Tymczasem komputer posługujący się systemem dwójkowym za „tysiąc” uważa 1024. W wypadku pojemnych dysków ta drobna różnica ma znaczące konsekwencje. Producenci dysków liczą tak: 1 TB=1000 GB, 1 GB=1000 MB, 1 MB=1000 KB, 1 KB=1000 bajtów. Dysk o pojemność 1,5 terabajta ma więc 1 500 000 000 000 bajtów. Windows dzieli to jednak przez 1024. Dlatego 1 500 000 000 000 bajtów to 1 464 843 750 KB, co daje 1 430 511 MB, czyli 1396 GB,
w rezultacie właśnie 1,36 TB. W wypadku dysku 1,5 TB Windows pokazuje 140 GB mniej, niż spodziewa się użytkownik.
|
Podsumowanie testu
Przetestowaliśmy 10 dysków przeznaczonych do komputerów stacjonarnych, a także 10 modeli do laptopów. Uwzględniliśmy dyski różnej klasy, a także nieco starsze produkty. Najtańsze kosztują 170 zł (to średnia, a nie najniższa cena rynkowa), a najdroższe 500 zł.
Dyski do pecetów
Testy wykazały ogromną przepaść w wydajności między poszczególnymi dyskami. W modelach do desktopów najlepiej wypadły dyski Samsunga, które cechują się bardzo szybkim transferem danych, około 140 MB/s (nie dotyczy to serii EcoGreen). Ten parametr przekłada się na wszystkie pozostałe wyniki. Względnie długi czas dostępu do danych, dochodzący nawet do 15 ms, nie przeszkadza tu wcale w osiągnięciu świetnej wydajności ogólnej.

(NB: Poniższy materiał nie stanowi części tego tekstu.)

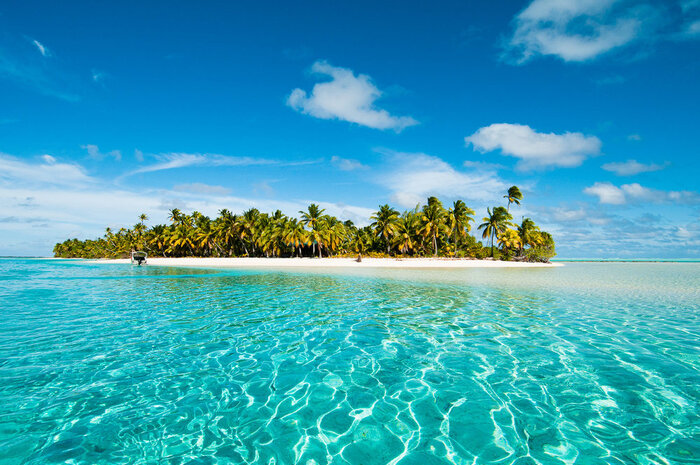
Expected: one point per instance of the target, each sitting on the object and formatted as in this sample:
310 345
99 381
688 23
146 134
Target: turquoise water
590 363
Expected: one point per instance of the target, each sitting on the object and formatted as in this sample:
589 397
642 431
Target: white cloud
170 161
346 97
608 193
43 50
201 188
94 152
632 167
45 201
415 176
14 170
48 159
574 30
534 149
346 164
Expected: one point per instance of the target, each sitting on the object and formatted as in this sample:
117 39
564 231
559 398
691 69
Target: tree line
430 230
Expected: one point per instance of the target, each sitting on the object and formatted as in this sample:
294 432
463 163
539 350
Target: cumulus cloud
415 176
201 188
583 30
608 193
346 164
573 30
43 192
94 153
632 167
535 150
346 97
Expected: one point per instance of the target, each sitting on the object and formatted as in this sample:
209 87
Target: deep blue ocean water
590 363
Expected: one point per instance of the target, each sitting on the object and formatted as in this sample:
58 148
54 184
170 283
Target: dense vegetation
430 230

Jak można było oczekiwać, dyski o obniżonej prędkości obrotowej zajmują niskie pozycje w tabeli. Są bardziej energooszczędne, m.in. szybciej przechodzą w stan wstrzymania, ale maksymalny pobór energii (w trakcie normalnej pracy) wcale nie jest niższy niż w dyskach z czołówki tabeli.
Na końcu tabeli znalazł się jeden z dysków ze starszej serii Barracuda 7200.11. Ma pojemność tylko 320 GB, która wskazuje na niewielką gęstość upakowania danych, co niestety negatywnie odbija się na wydajności. W dodatku koszt 1 gigabajta jest ponad dwukrotnie wyższy niż w najnowszych dyskach.
Dyski do laptopów
W tej kategorii produktów wyróżniają się dwa modele: Samsung HM321HI, który osiągnął najlepszą wydajność, a także Seagate ST9640320AS, który zyskał najlepszą ocenę ogólną. Ocena ta jest wynikiem bardzo dobrej wydajności, a także ogromnej – jak na dysk do laptopa – pojemności 640 GB.
Negatywnie nas zaskoczył jedyny dysk o prędkości obrotowej 7200 obr./min – Momentus 7200.4. Powinien być wydajniejszy od pozostałych modeli, co potwierdza się w przypadku testów szybkości transferu danych – chwilami przekracza ona nawet 100 MB/s. Dotychczas takie osiągi były zarezerwowane tylko dla dysków do pecetów. Co z tego, skoro w praktycznych testach (odczyt, zapis, kopiowanie plików) wspomniany Momentus wcale nie był szybszy od tańszych, popularnych modeli 5400 obr./min.